Complexity and logic starts to build up in the proxy itself. For a single service, this doesn’t look to bad, but if you start transforming the protocol for multiple services, the work being done in the proxy builds up and up.
We’re typically optimizing for independent deployability of our services, but if we have a shared proxy layer that multiple teams need to edit, this can slow down the process of making and deploying changes.
“Keep the pipes dumb, the endpoints smart.”
We want to reduce howhow much functionality gets pushed into shared middleware layers.
If you want to migrate the protocol being used, I’d much rather push the mapping into the service itself, with the service supporting both the old and new protocols. Inside the service, calls to our old protocol could just get remapped internally to the new communication protocol. This avoids the need to manage changes in shared proxy layers and puts the service in full control over how this functionality changes over time.
You might expose the same functionality in different ways to different consumers; by supporting different message or request formats inside this service.
Service Meshes
“The Road to an Envoy Service Mesh” by Snow Pettersen at Square’s developer blog.
With a service mesh, each service instance communicates with other service instances via its own, dedicated local proxy. There is no central proxy layer, you avoid the pitfalls regarding having a shared “smart” pipe. Each service can own its own piece of the service-to-service pipe if needed.
Content-based Routing
Intercept all messages intended for the downstream monolith, and filter the messages on to the appropriate location.
This technique allows us to leave the monolith untouched but we’re placing another queue on our request path.
It’s arguable that the content-based router is implementing a “smart pipe”, adding complexity in terms of how calls are routed between our systems. In some situations, this is a highly useful technique.
Selective Consumption
Change the monolith and have it ignore messages sent which should be received by our new service. Here, we have both our new service and our monolith share the same queue, and locally they use some sort of pattern matching process to listen to the messages they care about.
When you want to redirect the calls, it requires two changes to be fairly well coordinated. You need to stop your monolith from reading the calls meant for the new service, and then have the service pick them up. Likewise, reverting the call interception requires two changes to roll back.

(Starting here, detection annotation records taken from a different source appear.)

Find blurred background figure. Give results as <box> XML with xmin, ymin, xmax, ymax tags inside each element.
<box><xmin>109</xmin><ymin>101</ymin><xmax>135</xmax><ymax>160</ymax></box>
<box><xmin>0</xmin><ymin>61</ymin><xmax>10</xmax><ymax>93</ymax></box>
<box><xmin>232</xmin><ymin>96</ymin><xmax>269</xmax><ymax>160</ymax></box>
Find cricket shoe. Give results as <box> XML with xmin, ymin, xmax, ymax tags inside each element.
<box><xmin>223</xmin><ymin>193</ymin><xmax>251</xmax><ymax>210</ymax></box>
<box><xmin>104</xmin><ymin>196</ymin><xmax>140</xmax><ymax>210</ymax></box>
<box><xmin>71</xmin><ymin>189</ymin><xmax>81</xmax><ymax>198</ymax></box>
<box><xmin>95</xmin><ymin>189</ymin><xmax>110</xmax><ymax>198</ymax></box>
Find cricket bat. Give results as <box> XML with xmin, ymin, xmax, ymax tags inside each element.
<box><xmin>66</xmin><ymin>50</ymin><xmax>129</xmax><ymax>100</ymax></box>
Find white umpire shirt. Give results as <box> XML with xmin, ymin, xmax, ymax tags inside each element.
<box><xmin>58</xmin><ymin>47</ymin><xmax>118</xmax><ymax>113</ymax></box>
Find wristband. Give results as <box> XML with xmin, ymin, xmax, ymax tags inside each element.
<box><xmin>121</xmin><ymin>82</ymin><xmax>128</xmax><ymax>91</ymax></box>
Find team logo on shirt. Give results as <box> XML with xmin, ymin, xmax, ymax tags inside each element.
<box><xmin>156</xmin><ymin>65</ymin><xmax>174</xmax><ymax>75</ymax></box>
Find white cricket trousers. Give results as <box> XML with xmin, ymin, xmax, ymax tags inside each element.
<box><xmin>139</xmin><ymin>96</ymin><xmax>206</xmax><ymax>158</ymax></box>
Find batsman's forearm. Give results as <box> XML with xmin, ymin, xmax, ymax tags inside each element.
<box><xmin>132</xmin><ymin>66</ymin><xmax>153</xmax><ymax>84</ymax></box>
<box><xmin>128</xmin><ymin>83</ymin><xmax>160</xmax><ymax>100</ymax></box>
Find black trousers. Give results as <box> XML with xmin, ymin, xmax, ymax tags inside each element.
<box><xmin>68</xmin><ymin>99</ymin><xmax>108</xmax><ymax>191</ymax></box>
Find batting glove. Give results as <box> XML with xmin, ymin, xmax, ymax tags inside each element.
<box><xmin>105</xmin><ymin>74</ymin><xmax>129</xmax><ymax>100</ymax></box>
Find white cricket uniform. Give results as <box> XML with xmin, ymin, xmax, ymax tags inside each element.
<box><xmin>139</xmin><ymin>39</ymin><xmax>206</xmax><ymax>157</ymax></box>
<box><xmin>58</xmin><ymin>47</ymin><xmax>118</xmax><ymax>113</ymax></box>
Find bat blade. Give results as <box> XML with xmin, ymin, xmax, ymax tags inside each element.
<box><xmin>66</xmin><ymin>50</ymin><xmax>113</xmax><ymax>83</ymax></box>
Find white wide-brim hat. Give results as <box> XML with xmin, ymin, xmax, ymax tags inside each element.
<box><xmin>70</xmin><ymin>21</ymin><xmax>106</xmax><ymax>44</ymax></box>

Consider using selective consumption with only a small number of consumers and/or with a simple set of filtering rules.
Changing Behavior While Migrating Functionality
If the Payroll microservice had a few bug fixes applied to how it works that hadn’t been back-ported to the equivalent functionality in the monolith, then a rollback would also cause those bugs to reappear in the system. This can get more problematic if you’d added new functionality to the Payroll microservice.
If you allow for changes in functionality you are moving before the migration is complete, then you have to accept that you are making any rollback harder.
It’s easier if you don’t allow for any changes until the migration is complete. The longer the migration takes, the harder it can be to enforce a feature freeze in this part of the system.
The longer it takes you to complete the migration, the more pressure you’ll be under to “just flip this feature while you’re at a it”.
The smaller you make each migration, the less pressuire you’ll be under to change the functionality being migrated before the migration has completed.